Market commentators are now suggesting that a change to the rates charged based on the marginal value above each threshold would be fairer to consumers and not distort house prices around each threshold, the latest poll amongst Avelo Exchange users has revealed.
This attitude reflects earlier concerns from Avelo Exchange users. When asked in February for their thoughts on the stamp duty holiday coming to an end. The overwhelming response was that it would have a negative impact on the housing market, with one third (32%) believing it would create a major hurdle for first time buyers and almost half (49%) of those surveyed stating that it would make it more difficult for first time buyers.
In terms of other key concerns, more than one quarter (28%) of advisers surveyed, thought the Budget should focus on supporting small businesses. This can be achieved by providing small business owners and start-ups with enhanced access to credit and funds, with just over one fifth (23%) of advisers questioned sharing this belief.
Finally, in a bid to trigger growth, one in five (20%) feel that the government should take active steps to stimulate consumer spending. In 2012 consumers helped propel the U.K. economy out of recession as the London Olympics and a post-Jubilee “bounce” saw household spending increase. However, persuading the financially pressed consumer, to spend money in 2013 could prove difficult. One third (30%) of advisers therefore called for VAT to remain the same.

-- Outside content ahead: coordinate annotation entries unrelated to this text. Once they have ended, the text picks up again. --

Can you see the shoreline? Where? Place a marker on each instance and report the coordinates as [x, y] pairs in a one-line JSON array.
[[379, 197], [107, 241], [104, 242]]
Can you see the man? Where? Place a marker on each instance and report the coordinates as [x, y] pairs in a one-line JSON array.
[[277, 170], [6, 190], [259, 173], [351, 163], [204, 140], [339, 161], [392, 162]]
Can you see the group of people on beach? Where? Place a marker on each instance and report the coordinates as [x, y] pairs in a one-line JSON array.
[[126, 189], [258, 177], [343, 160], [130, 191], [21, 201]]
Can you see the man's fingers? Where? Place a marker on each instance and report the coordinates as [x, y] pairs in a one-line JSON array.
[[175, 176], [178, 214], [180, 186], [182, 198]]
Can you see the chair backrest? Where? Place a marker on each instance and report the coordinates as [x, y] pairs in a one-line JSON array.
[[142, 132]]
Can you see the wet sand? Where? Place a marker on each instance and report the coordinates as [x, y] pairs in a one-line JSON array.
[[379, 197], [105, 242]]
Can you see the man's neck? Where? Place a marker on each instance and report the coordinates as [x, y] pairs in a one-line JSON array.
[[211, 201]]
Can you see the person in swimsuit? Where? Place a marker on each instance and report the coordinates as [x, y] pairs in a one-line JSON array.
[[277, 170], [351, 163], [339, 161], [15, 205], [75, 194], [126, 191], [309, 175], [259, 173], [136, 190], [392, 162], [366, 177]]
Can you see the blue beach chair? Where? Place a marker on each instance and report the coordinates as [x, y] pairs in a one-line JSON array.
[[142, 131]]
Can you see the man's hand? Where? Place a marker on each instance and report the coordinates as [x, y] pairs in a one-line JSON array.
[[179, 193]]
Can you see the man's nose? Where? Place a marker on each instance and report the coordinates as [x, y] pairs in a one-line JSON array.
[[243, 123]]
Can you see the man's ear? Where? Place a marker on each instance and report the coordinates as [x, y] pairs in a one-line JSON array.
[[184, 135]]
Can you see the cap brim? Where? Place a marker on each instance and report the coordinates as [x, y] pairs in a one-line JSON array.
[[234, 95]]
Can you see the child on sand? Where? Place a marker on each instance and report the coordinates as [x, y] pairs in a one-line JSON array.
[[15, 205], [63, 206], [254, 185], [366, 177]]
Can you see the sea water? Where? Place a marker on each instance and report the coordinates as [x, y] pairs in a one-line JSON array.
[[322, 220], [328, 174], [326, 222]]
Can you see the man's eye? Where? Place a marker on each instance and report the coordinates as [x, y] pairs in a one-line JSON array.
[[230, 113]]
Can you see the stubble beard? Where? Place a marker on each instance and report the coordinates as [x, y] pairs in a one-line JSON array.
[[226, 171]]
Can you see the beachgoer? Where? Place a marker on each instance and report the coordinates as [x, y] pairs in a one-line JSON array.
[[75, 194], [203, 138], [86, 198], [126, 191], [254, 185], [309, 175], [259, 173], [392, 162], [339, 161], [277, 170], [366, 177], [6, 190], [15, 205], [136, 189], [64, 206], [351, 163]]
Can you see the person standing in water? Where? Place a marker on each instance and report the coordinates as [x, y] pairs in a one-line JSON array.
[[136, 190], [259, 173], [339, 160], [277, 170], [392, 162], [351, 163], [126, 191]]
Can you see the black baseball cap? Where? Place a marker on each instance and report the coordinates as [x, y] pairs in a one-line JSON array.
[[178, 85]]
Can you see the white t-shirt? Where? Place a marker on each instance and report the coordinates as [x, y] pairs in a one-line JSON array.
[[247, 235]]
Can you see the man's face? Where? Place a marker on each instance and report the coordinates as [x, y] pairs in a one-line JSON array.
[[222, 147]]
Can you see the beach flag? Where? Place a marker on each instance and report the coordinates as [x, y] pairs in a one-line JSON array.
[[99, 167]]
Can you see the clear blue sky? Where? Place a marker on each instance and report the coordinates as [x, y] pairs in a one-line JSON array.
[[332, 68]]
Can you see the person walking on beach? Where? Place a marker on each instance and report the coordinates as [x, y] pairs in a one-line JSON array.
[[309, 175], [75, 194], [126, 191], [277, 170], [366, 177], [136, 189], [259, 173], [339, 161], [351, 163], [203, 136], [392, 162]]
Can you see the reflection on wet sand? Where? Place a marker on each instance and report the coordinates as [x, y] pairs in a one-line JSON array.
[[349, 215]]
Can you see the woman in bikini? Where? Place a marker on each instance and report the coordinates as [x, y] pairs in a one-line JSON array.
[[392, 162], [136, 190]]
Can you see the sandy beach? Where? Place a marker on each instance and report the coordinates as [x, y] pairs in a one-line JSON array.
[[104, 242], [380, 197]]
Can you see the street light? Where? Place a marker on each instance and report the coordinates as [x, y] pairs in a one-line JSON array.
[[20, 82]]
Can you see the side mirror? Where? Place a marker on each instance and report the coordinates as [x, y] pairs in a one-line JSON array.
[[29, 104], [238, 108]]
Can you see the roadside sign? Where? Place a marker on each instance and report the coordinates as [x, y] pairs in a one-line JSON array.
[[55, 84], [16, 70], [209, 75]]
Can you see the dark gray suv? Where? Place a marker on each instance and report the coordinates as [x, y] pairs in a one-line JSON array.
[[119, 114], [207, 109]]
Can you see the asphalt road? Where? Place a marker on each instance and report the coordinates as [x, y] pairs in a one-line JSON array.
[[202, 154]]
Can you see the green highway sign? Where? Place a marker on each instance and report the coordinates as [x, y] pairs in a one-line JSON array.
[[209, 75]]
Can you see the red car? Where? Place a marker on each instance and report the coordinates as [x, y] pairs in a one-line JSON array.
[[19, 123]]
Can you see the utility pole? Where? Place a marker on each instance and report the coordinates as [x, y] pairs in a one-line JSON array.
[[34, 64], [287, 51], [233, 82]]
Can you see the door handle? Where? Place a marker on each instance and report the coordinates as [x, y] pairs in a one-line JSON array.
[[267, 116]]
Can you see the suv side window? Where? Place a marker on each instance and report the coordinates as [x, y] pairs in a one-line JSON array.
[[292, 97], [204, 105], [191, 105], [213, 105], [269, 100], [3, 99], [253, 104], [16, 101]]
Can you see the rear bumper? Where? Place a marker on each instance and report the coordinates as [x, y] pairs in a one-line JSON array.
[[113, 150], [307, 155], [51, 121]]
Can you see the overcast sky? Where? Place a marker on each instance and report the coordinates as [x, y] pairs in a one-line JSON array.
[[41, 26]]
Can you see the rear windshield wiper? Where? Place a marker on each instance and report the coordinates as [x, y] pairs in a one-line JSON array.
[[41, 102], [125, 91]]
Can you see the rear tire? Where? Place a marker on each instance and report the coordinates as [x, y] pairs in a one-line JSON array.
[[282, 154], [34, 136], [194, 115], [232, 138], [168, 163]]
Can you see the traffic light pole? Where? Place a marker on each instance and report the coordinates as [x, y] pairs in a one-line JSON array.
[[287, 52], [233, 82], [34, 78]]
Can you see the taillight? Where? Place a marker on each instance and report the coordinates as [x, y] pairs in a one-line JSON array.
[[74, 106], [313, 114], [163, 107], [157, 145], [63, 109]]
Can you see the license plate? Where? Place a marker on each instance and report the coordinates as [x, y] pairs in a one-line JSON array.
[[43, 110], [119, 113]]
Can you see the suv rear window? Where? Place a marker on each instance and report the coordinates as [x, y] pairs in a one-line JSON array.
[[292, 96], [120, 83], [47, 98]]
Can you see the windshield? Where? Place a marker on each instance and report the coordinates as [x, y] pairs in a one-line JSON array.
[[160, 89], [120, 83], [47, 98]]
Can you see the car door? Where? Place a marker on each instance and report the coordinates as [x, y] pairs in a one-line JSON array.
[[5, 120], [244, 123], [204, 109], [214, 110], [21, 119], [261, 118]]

Paul Yates, strategy and product development director, Avelo, said: “With the threat of a triple-dip recession looming, hopes for the coming Budget announcement to provide a definitive solution to our economic woes are high.
“Our latest poll gives us a clear steer on the overall sentiment of the adviser community – and judging from their response, the clear call is for the Government to take active steps to embrace growth. Obviously, this is not an easy fix and further measures must be taken to get the UK economy back on track but, our sample is clear: deficit reduction is not enough.”